Daily Recipe Dish — Easy Weeknight Recipes

Easy Sheet Pan Salmon with Asparagus and Lemon

"Flaky, golden salmon. Tender-crisp asparagus. A lemon-garlic butter that makes the whole pan smell like a five-star restaurant. All in 20 minutes."

Easy Sheet Pan Salmon with Asparagus and Lemon

If there is one recipe that represents exactly what healthy eating should feel like — fast, fresh, genuinely delicious, and completely unglamorous in its simplicity — it’s this sheet pan salmon and asparagus. No marinating overnight. No complicated sauce work. No watching a pan on the stovetop. Twenty minutes from fridge to table, one pan to clean, and a result that feels like you made a real effort.

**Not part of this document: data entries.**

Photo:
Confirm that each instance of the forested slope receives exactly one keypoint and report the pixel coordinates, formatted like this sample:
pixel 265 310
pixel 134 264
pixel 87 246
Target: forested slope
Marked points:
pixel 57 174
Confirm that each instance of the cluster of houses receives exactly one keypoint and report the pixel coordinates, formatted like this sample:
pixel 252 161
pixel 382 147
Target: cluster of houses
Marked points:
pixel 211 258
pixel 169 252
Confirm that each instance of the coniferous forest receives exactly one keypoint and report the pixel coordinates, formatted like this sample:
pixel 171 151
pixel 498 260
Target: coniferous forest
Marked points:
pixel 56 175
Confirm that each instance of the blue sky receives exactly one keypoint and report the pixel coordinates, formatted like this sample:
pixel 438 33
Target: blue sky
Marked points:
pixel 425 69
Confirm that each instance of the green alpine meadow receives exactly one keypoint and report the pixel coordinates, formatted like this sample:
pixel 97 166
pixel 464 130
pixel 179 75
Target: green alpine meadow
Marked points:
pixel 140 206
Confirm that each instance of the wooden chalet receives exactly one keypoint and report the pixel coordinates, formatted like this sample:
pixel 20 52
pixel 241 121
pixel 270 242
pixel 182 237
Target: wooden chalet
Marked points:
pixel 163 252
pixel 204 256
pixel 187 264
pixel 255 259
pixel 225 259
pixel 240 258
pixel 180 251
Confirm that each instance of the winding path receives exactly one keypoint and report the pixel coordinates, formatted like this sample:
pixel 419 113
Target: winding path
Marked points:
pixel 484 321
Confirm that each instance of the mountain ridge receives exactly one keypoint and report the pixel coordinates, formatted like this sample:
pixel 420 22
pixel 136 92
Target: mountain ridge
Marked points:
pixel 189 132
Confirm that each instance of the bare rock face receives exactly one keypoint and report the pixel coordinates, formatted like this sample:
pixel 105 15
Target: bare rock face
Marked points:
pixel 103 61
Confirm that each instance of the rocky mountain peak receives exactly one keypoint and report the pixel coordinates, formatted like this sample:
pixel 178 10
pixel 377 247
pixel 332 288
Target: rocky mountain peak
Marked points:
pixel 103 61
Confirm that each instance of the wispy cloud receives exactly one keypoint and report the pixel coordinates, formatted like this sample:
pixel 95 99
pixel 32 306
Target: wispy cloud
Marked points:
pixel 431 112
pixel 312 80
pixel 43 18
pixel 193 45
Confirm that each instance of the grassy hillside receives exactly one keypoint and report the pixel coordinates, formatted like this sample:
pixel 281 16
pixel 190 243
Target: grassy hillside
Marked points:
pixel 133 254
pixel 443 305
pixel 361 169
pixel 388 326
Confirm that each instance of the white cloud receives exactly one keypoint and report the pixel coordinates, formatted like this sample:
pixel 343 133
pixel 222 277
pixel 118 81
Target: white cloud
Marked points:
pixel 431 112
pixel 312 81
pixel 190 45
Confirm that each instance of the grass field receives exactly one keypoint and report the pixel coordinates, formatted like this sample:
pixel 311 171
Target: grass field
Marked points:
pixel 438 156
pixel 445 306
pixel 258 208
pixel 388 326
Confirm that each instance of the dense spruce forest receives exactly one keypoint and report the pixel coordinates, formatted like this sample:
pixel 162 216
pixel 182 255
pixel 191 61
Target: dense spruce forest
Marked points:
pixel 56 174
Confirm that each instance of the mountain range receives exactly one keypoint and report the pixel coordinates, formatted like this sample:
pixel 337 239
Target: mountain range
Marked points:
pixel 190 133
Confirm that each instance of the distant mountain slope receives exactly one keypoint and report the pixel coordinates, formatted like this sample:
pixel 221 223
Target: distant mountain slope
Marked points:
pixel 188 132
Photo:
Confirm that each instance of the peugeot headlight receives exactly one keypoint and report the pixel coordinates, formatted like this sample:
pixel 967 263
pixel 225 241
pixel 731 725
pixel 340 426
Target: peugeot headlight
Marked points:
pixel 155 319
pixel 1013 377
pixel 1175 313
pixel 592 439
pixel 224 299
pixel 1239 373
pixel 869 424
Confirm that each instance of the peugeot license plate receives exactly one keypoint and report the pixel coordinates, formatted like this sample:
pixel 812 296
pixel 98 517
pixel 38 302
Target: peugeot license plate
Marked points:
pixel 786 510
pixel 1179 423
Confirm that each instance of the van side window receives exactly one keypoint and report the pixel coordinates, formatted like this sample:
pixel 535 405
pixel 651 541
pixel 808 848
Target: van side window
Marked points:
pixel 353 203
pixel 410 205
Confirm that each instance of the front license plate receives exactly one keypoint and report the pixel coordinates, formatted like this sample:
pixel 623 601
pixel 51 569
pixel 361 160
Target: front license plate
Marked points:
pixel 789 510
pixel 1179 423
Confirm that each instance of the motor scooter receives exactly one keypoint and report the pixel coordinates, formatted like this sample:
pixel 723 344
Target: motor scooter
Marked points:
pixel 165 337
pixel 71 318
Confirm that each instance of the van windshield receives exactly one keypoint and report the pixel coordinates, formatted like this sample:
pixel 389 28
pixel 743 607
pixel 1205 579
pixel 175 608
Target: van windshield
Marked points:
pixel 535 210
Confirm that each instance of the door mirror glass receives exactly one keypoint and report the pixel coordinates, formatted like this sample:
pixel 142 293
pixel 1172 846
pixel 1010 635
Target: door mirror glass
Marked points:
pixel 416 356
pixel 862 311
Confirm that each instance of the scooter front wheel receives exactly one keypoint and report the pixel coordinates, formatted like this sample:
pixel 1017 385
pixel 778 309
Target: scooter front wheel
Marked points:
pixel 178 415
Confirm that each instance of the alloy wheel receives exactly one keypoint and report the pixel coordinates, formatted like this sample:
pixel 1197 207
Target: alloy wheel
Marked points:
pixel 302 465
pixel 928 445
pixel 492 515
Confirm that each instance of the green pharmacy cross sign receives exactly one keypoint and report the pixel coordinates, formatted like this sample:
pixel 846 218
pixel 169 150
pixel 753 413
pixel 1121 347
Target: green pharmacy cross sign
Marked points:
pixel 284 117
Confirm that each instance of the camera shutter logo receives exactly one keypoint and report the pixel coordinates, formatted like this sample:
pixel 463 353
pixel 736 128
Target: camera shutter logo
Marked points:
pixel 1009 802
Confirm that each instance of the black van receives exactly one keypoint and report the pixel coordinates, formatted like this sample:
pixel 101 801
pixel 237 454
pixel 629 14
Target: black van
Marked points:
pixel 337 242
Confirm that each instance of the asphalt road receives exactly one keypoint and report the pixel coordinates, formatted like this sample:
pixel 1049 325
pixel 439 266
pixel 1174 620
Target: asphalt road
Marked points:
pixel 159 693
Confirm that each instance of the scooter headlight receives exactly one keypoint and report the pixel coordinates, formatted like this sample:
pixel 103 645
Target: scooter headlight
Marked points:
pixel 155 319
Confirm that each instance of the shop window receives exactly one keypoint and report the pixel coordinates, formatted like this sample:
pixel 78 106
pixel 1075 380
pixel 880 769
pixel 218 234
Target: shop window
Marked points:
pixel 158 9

Salmon is one of those ingredients that gets out of its own way. It doesn’t need much. A well-seasoned piece of fresh salmon, roasted at the right temperature, will produce flaky, moist, deeply flavorful results with almost zero technique required. The challenge — the only challenge — is not overcooking it. This recipe solves that with a specific oven temperature and a short, precise cook time that has been tested and verified to produce perfectly cooked salmon every single time.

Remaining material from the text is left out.